Saturday 16 September 2017

Welcome to my weekly blog,  SATURDAY SESSIONS!
In this blog, for the perusal of all our students, past, present and future, I include an extract from our interactive presentation Course, Ireland and its Culture.
If you wish to ask me any question about the text, by the way, just send me an e-mail at greg@bluefeather.ie

IRISH LITERATURE IN ENGLISH

PART TWO

PRE- TWENTIETH CENTURY SELECTION

JONATHAN SWIFT (1667-1745):






This great writer was Dean of St Patrick’s Cathedral in Dublin and wrote some classical satires such as Gulliver’s Travels and A Modest Proposal.  In the latter, he suggested that the children of the poor Irish should be fattened to provide food for the rich English:

"I have been assured by a very knowing American of my acquaintance in London, that a young healthy child well nursed is, at a year old, a most delicious, nourishing, and wholesome food, whether stewed, roasted, baked, or boiled; and I make no doubt that it will equally serve in a fricassee or a ragout."

Gulliver’s Travels is often seen as a children’s book, particularly Gulliver's voyages to Lilliput -where all the inhabitants are thumb-sized - and Brobdingnag, the land of the giants.
The book is, in fact, a wonderfully written satire.

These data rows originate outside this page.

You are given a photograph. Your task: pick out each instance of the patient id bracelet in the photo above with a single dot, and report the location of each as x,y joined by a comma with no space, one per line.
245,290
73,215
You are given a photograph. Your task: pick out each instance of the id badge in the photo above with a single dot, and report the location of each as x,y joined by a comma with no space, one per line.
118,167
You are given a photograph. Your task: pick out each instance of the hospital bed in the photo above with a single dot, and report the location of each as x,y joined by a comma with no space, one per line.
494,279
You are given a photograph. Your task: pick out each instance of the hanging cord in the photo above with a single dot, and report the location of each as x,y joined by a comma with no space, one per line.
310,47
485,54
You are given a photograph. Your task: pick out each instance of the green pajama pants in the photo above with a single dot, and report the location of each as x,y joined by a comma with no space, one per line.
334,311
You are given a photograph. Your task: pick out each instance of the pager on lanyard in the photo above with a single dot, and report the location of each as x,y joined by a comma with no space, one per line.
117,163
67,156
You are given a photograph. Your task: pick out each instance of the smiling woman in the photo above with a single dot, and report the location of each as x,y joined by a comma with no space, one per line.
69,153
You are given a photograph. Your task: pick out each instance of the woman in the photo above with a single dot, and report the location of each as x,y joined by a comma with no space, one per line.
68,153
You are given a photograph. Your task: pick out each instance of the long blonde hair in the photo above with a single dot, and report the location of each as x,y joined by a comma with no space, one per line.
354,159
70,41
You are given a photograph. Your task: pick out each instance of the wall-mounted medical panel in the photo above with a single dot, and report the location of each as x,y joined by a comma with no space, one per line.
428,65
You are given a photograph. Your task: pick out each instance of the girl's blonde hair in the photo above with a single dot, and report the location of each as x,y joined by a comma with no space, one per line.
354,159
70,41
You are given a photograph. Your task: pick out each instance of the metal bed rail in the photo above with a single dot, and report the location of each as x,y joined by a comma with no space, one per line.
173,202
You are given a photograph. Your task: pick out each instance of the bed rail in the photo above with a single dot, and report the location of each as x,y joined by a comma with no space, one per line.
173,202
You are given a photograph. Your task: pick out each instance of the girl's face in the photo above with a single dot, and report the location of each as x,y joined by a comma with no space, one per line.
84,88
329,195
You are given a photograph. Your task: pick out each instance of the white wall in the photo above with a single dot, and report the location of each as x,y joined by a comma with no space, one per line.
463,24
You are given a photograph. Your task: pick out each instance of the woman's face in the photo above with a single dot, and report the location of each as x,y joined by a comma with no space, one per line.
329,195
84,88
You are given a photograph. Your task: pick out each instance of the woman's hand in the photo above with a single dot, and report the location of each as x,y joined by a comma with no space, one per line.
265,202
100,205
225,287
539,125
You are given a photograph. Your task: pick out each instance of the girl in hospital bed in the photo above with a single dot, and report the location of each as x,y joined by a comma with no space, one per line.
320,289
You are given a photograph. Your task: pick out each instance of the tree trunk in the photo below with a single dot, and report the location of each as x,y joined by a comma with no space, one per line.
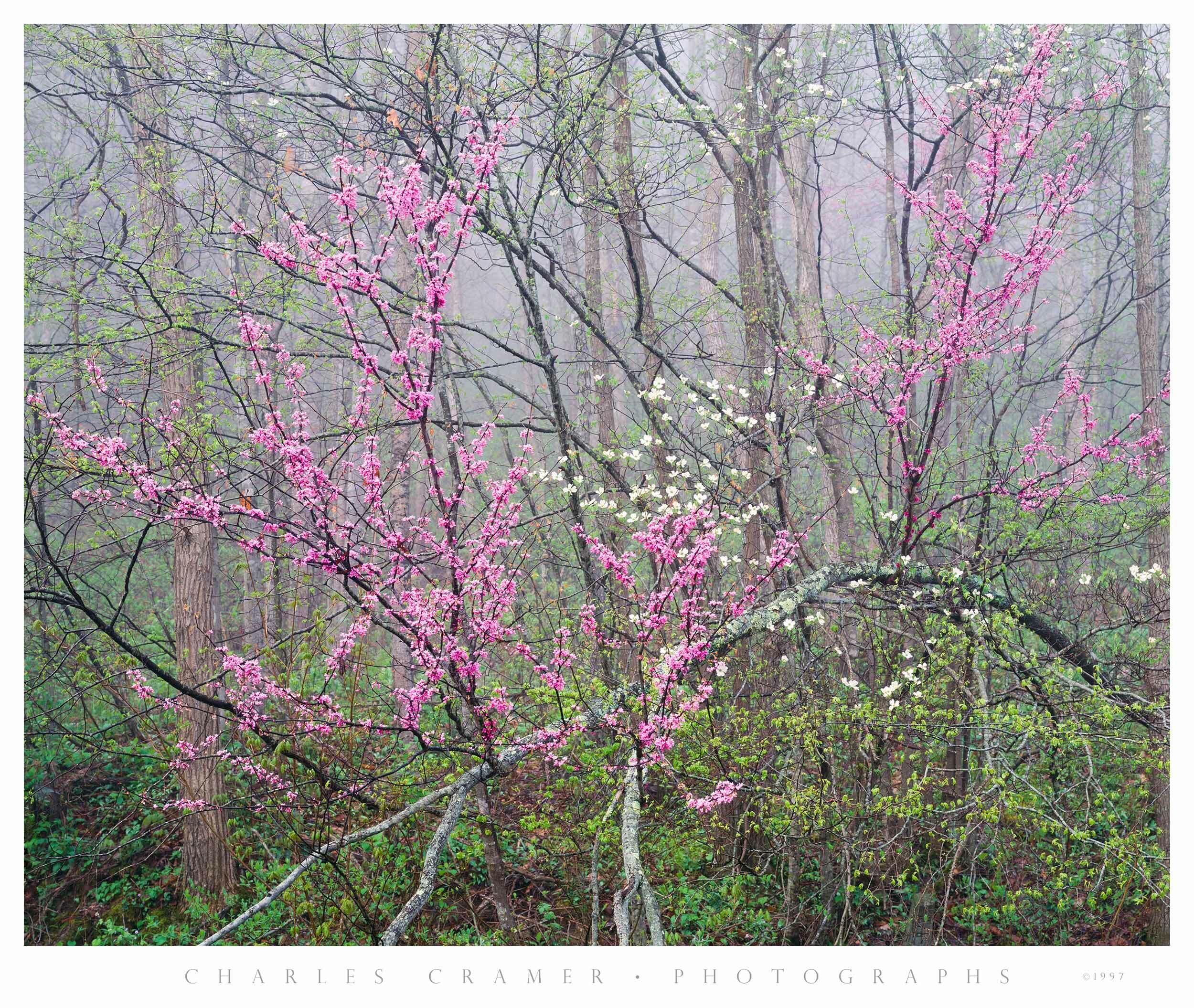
1157,676
207,854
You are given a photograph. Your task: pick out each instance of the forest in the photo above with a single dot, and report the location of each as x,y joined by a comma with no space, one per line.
626,484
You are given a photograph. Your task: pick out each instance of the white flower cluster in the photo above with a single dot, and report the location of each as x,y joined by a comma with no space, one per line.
1143,576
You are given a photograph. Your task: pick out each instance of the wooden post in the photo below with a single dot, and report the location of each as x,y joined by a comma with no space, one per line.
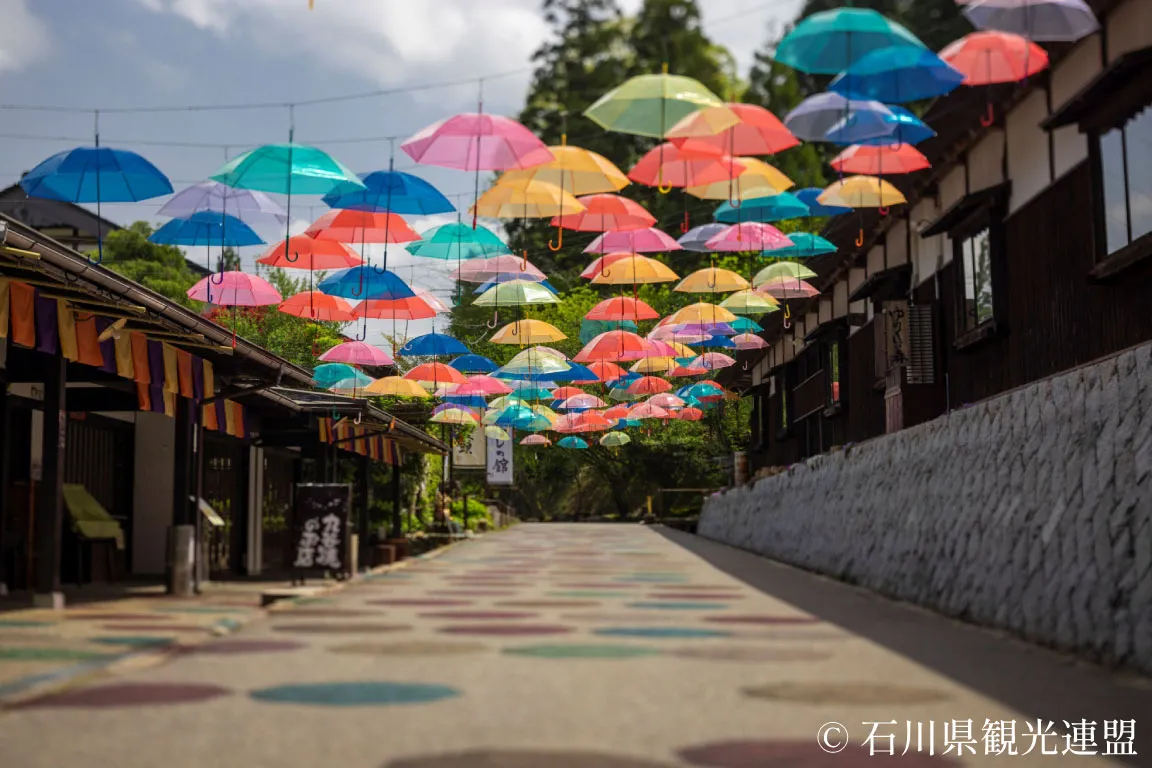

Swift himself reminded us what satire was:

'Satire is a sort of glass, wherein beholders do generally discover everybody's face but their own.'

Even though it was written in the 18th Century, it is still easy enough to read and like all the best books, it doesn't age and is still very funny!

Here are some more quotes from Swift:

"Blessed is he who expects nothing, for he shall never be disappointed."

"Laws are like cobwebs, which may catch small flies, but let wasps and hornets break through."

"We have enough religion to make us hate, but not enough to make us love one another."

"The best doctors in the world are Doctor Diet, Doctor Quiet and Doctor Merryman."

"May you live all the days of your life!"